Case conversion is not a simple one-to-one mapping.  That's not Unicode's
fault, that's just the way things are.  There are, for example, two
conventions for converting lower case to upper case in French (lose the
accents/keep the accents).  There's the point, spelled out in the Unicode
book itself, that the Turkish upper case equivalent of "i" is not "I" but
capital-I-with-dot-above, and the Turkish lower case equivalent of "I" is
not "i" but lower-case-dotless-i.  Since Erlang is a case sensitive language,
this is a non-problem:  you don't care about case conversion when processing
Erlang sources because you don't ever do it.  When it comes to data, it's
up to the application to decide whether to use locale-sensitive case mapping
or the case mapping tables that are available free from unicode.org.

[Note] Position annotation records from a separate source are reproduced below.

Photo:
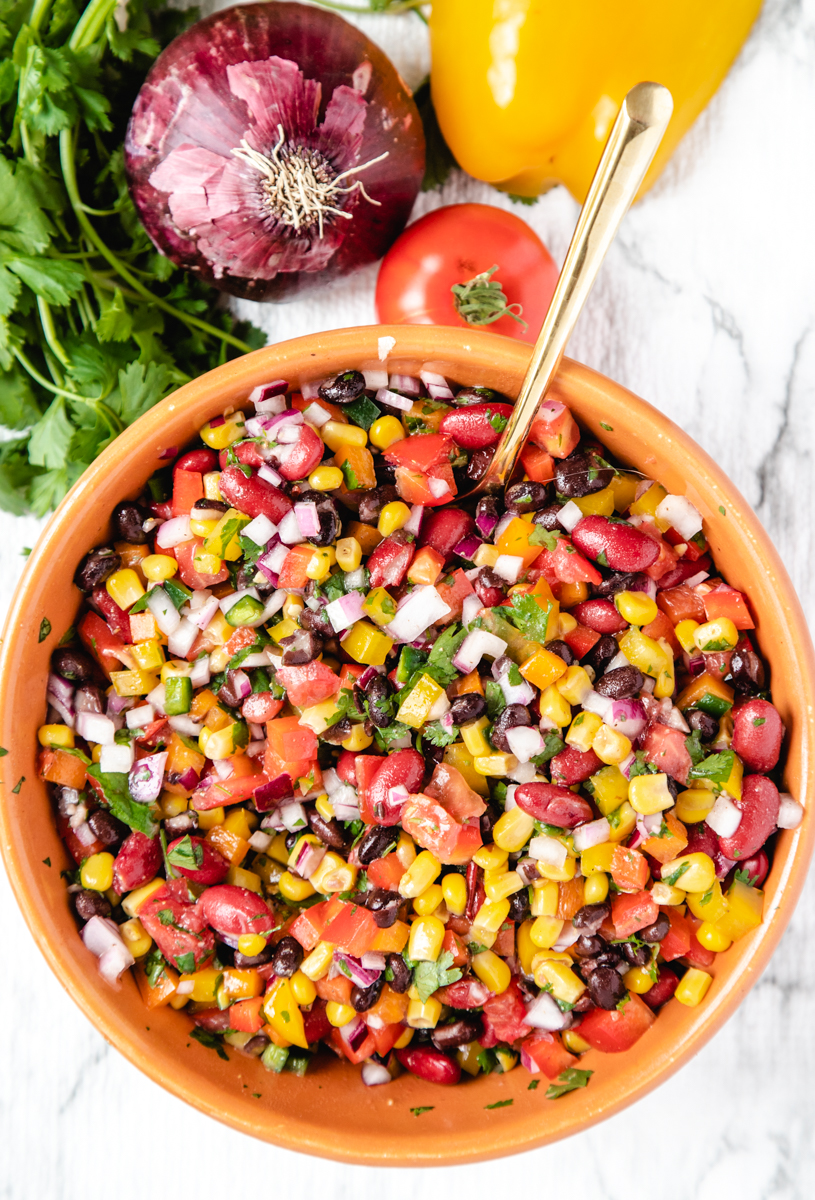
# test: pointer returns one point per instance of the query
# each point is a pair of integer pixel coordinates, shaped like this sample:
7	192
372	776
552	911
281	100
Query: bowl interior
330	1111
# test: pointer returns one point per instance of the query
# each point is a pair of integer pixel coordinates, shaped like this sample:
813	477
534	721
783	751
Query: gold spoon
631	144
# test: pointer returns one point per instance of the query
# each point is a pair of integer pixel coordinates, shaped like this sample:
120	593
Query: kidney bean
406	767
552	804
345	388
622	683
95	568
477	426
432	1066
137	862
327	831
253	495
73	665
90	904
401	973
459	1032
213	868
589	918
706	725
759	804
467	708
526	497
376	843
361	999
625	549
127	523
599	615
573	767
107	828
581	474
489	587
232	911
757	735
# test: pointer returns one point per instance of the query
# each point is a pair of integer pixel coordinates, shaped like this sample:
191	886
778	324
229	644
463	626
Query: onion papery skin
187	105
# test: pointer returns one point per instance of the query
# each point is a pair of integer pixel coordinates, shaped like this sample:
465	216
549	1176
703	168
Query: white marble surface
707	309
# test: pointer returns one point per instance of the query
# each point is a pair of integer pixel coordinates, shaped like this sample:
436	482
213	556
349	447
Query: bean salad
442	789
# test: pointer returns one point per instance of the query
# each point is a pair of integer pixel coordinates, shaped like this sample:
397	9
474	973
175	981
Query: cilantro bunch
95	325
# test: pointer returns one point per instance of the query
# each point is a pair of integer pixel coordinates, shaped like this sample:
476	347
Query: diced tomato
309	684
633	911
549	1054
613	1030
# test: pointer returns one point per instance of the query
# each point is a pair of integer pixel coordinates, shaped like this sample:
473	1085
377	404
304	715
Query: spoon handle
631	144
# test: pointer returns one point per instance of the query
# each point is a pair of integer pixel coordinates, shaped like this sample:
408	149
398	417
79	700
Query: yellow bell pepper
526	94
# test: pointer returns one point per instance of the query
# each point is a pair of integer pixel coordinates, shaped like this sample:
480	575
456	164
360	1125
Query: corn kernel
454	889
55	736
349	553
317	964
96	873
159	568
339	1014
513	829
419	875
325	479
492	971
385	432
636	607
693	987
424	1017
136	937
595	888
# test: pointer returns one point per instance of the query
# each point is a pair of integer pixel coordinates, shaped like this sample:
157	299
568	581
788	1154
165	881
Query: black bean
287	958
327	831
547	517
706	725
467	1027
563	652
303	647
127	523
519	905
747	671
657	931
107	828
361	999
622	683
73	665
96	567
606	988
591	917
399	969
343	388
510	718
90	904
467	708
376	843
526	497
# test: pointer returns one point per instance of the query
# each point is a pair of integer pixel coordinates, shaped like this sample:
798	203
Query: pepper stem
481	300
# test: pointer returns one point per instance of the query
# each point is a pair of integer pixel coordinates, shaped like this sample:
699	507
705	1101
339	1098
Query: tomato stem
481	300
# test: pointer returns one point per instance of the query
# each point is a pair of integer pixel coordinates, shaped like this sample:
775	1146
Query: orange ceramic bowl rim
329	1111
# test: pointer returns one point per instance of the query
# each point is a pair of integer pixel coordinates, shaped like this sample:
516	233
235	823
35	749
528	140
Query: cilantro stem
72	187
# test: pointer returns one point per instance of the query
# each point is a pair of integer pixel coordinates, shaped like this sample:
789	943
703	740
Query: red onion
271	148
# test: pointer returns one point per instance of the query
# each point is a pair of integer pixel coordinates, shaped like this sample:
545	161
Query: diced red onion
423	607
593	833
95	727
474	647
147	778
394	400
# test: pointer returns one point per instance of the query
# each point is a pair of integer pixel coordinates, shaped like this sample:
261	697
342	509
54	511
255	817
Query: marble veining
706	307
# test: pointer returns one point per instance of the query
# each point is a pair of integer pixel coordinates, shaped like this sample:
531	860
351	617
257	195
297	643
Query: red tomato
615	1030
453	245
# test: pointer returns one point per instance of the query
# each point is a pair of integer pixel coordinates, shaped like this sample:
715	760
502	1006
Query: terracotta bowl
330	1111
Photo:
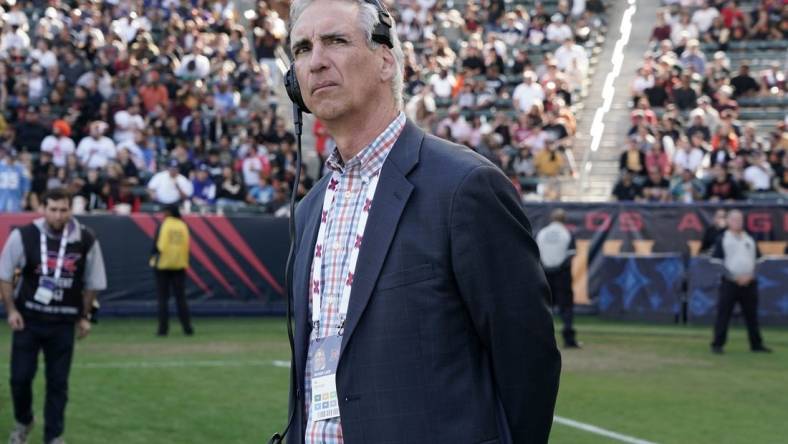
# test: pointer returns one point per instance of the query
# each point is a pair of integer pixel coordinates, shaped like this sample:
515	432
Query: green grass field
655	383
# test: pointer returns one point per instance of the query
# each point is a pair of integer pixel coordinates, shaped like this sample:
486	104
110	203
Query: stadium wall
634	260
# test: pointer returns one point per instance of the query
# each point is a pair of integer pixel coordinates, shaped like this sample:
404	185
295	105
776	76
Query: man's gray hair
368	18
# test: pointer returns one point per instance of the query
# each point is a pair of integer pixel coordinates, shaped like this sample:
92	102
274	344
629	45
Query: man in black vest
62	269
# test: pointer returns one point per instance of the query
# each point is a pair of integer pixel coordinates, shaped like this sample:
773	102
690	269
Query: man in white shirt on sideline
96	150
557	249
528	93
59	143
738	253
169	186
568	52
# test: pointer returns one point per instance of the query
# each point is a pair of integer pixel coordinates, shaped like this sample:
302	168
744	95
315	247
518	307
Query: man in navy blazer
447	336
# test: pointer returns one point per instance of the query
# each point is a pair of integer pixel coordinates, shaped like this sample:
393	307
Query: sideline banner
609	229
237	263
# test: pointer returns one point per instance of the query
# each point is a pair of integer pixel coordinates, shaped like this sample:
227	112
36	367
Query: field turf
656	383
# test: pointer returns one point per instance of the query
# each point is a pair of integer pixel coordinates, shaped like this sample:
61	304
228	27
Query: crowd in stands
162	101
688	142
110	99
504	82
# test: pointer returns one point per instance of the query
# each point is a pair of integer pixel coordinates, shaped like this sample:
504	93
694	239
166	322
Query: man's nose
318	58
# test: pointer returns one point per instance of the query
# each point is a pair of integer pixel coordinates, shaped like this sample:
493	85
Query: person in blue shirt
14	183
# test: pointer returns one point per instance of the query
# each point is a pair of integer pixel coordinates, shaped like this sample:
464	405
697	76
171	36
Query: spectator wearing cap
194	65
558	31
744	85
96	150
204	186
169	187
59	143
15	183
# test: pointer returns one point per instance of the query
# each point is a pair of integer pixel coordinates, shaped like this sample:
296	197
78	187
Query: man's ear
388	65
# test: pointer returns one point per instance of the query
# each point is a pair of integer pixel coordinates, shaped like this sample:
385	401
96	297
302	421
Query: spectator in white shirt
687	157
169	186
528	93
683	30
759	174
558	31
457	125
43	55
96	150
442	84
251	167
59	143
703	17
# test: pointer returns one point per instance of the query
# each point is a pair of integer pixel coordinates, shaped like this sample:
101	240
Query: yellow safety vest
172	245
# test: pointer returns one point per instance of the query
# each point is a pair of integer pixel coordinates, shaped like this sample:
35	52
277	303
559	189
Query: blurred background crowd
136	103
708	119
140	102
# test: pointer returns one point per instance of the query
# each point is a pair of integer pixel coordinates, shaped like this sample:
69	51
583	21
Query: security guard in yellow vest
170	260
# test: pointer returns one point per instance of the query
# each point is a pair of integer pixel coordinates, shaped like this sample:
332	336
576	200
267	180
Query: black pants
747	297
175	280
561	287
56	339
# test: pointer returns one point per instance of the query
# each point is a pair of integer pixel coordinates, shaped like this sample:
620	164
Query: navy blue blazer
448	338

	Additionally, Unicode has /three/ lettercase categories: lower, upper, 
	and title case. (The latter information is gleaned from the Haskell 
	language report, I don't know anything further about Unicode.)
	
This is true.  Again, I don't see what the problem is.  If you want to find
a stick to beat Unicode with, there are stouter ones.  (Like the fact that
the encoding of a glyph is not unique, and there is a bewildering choice of
normalisation forms.)

	(There's also a portability issue: there are still EBCDIC machines 
	around that don't support Unicode. I don't think this is relevant for 
	Erlang though *g*)
	
What machines are those?  Certainly not IBM ones; z/Architecture has
hardware support for Unicode.  If it comes to that, there are probably
still a few PDP-11s in service that only support ASCII.  What of it?

	My personal idea about Unicode is that it is massively overengineered 
	for simple tasks like representing source code.

It is, on the other hand, the only international widely supported large
character set standard around, and it _wasn't_ engineered just for simple
tasks.

	What are the advantages of keeping some XML data as atoms?

The same as the advantages of keeping any other data as atoms.  Atoms are
physically compact and testing for atom equality is very fast; if you want
to write a program that transforms XML to something else, you'd be mad to
do it in XSLT if you could do it in Erlang, and that means pattern matching
against XML trees is interesting.  SWI Prolog doesn't just store generic
identifiers and attribute names as atoms, it stores #PCDATA as atoms as well,
and SWI Prolog is used with very large RDF files.  (Mind you, SWI Prolog is
a multithreaded system whose atom table _is_ garbage collected.)

	About ISO Latin and Windows:  That's one of the reasons why I
	don't use umlauts in my source code, except when it comes to
	literal strings.  And I'm painfully aware that having umlauts in
	strings makes my sources nonportable; the better solution is to
	have some internationalization support.
	
As a matter of fact, vowels with umlauts and the sharp-s character are
no trouble at all:  ISO Latin 1, ISO Latin 9 (=8859-15), MacRoman, and
Windows all support them perfectly well.  The big problem is things like
English quotation marks, which MacRoman and Windows support, but none of
the ISO 8859 character sets.

Even if we confine Erlang to 8-bit character sets, people DO have reason
to use different 8-bit character sets, and some way of indicating _which_
8-bit character set was used is going to be increasingly important.  (I
repeat my observation that ISO Latin 9 has a Euro character and ISO Latin 1
does not, so there is a strong incentive for Europeans to switch to
ISO Latin 9 as their default character set.)
	
PS: the words are "wire", "write", "net", and "start".